Nasza Loteria NaM - pasek na kartach artykułów

Rzecznik Praw Obywatelskich chce zastopować budowę kurzej fermy w okolicach Kruszynian. Skarży decyzję ze względu na.. stronniczego biegłego

Martyna Tochwin
Martyna Tochwin
pixabay.com
Rzecznik Praw Obywatelskich zaskarżył decyzję administracyjną, którą otwierała drogę do wybudowania pod Kruszynianami przemysłowej fermy drobiu. Jako zarzut wysunął fakt, że dowodem w sprawie była opinia biegłego, który zdaniem rzecznika otwarcie dyskredytował mieszkańców Kruszynian sprzeciwiających się fermom, a chwalił zamiary inwestora.

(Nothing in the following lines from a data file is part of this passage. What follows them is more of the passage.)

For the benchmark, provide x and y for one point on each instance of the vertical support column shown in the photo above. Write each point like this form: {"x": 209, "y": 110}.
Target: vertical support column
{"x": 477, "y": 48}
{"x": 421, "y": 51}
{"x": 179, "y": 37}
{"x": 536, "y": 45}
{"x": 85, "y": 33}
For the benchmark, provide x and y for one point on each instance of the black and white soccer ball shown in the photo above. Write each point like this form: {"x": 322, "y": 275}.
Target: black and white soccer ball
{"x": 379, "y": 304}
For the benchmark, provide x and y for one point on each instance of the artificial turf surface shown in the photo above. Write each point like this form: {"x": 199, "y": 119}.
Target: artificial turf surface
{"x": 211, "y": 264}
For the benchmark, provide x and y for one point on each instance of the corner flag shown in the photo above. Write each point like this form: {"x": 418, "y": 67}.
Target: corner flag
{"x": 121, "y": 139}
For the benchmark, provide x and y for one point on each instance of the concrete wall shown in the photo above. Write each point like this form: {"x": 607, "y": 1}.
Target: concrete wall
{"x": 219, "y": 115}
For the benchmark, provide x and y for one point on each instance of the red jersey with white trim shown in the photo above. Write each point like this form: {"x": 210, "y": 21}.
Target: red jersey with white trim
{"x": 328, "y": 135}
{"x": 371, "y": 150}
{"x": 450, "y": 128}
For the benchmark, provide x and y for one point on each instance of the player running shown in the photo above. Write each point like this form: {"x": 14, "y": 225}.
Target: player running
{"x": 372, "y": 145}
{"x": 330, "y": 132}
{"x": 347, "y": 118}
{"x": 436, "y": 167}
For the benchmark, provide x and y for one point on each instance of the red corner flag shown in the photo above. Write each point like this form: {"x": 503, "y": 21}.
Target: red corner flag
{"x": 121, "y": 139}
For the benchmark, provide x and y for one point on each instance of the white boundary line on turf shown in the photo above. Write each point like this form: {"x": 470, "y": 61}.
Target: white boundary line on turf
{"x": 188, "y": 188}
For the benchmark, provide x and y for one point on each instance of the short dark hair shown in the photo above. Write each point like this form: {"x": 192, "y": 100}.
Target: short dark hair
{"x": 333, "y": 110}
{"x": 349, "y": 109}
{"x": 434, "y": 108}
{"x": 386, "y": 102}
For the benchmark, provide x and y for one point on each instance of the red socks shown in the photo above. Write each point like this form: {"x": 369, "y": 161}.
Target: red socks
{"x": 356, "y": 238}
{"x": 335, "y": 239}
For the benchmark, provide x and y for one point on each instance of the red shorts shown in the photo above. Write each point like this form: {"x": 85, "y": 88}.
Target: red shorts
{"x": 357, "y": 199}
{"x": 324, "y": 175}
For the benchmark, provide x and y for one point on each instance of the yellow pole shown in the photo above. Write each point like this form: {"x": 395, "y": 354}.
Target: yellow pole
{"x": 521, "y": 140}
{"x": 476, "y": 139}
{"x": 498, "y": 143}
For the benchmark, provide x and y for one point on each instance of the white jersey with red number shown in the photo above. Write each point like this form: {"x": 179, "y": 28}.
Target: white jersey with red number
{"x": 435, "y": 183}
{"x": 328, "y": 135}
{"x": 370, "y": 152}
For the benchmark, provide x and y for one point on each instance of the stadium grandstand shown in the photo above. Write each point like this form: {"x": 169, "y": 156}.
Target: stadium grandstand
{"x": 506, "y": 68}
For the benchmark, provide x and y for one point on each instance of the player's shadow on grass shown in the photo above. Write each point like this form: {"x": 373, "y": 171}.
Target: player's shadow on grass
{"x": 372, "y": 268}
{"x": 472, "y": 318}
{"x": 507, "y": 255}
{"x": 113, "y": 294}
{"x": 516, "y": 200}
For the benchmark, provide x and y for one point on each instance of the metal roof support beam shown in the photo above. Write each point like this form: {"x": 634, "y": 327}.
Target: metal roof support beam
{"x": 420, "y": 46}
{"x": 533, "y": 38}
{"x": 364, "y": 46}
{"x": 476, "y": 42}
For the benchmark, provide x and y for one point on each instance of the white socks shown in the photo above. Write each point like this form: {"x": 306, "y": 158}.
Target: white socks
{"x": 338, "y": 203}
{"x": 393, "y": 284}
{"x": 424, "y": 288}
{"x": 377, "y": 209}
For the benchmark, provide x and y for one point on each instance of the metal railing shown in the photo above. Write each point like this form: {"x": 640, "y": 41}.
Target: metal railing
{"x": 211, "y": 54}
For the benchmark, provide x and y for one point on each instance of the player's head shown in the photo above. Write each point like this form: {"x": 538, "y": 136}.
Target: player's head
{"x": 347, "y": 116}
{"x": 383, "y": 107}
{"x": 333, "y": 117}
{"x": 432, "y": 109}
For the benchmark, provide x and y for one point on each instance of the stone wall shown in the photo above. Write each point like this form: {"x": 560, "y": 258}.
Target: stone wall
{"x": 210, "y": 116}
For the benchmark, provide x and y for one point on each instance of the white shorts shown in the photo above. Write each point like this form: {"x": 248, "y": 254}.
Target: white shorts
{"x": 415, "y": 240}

Zezwolenie środowiskowe na kontrowersyjną inwestycję wydało Samorządowe Kolegium Odwoławcze w Białymstoku. I właśnie tę decyzję zaskarżył RPO.

Jako zarzut wysunął fakt, że dowodem w sprawie była opinia biegłego, który zdaniem rzecznika otwarcie dyskredytował mieszkańców Kruszynian sprzeciwiających się fermom, a chwalił zamiary inwestora.

Zdaniem rzecznika, taka sytuacja jest niedopuszczalna. Bo zamiast skoncentrować się na analizie i prawdziwości danych zawartych w dokumentach złożonych przez inwestora, pozwolił sobie na subiektywną ocenę przeciwników inwestycji i ruchów ekologicznych.

– Biegły skrytykował postawę przeciwników ferm hodowlanych. Stwierdził m.in., że jest ona przejawem traktowania Podlasia jako „skansenu przyrodniczego (pozbawionego rozwoju gospodarczego), opartego na turystyce”. Samą inwestycję biegły wprost zaaprobował, uznając że wybór miejsca na fermę w Kruszynianach jest trafny i dobry. Ze słów biegłego wynika, że sprzeciwianie się fermom drobiu przez mieszkańców Kruszynian uważa za sposób „torpedowania rozwoju gospodarczego”, a podnoszone przez nich argumenty za „emocjonalne i nieobiektywne”. Biegły przyrównywał mieszkańców do ekologów broniących doliny Rospudy, ubolewając, że ich działania miały „obciążyć Skarb Państwa olbrzymimi dodatkowymi wydatkami” – podnosi w uzasadnieniu skargi Rzecznik Praw Obywatelskich.

Jako drugi argument, rzecznik wskazał, że na skutek pomyłki SKO, on a także inne strony postępowania, zostały pominięte. Nie zawiadomiono ich m.in. o uzupełnieniu materiału dowodowego.

Sprawa ulokowania pod Kruszynianami fermy drobiu ciągnie się od kilku lat. Postępowanie w sprawie wydania pierwszego z serii zezwoleń na lokalizację – decyzji o środowiskowych uwarunkowaniach, burmistrz Krynek prowadzi od 2018 roku. W sprawie zostały już wydane trzy decyzje, za każdym razem jednak uchylane przez wyższą instancję z braków dowodowych.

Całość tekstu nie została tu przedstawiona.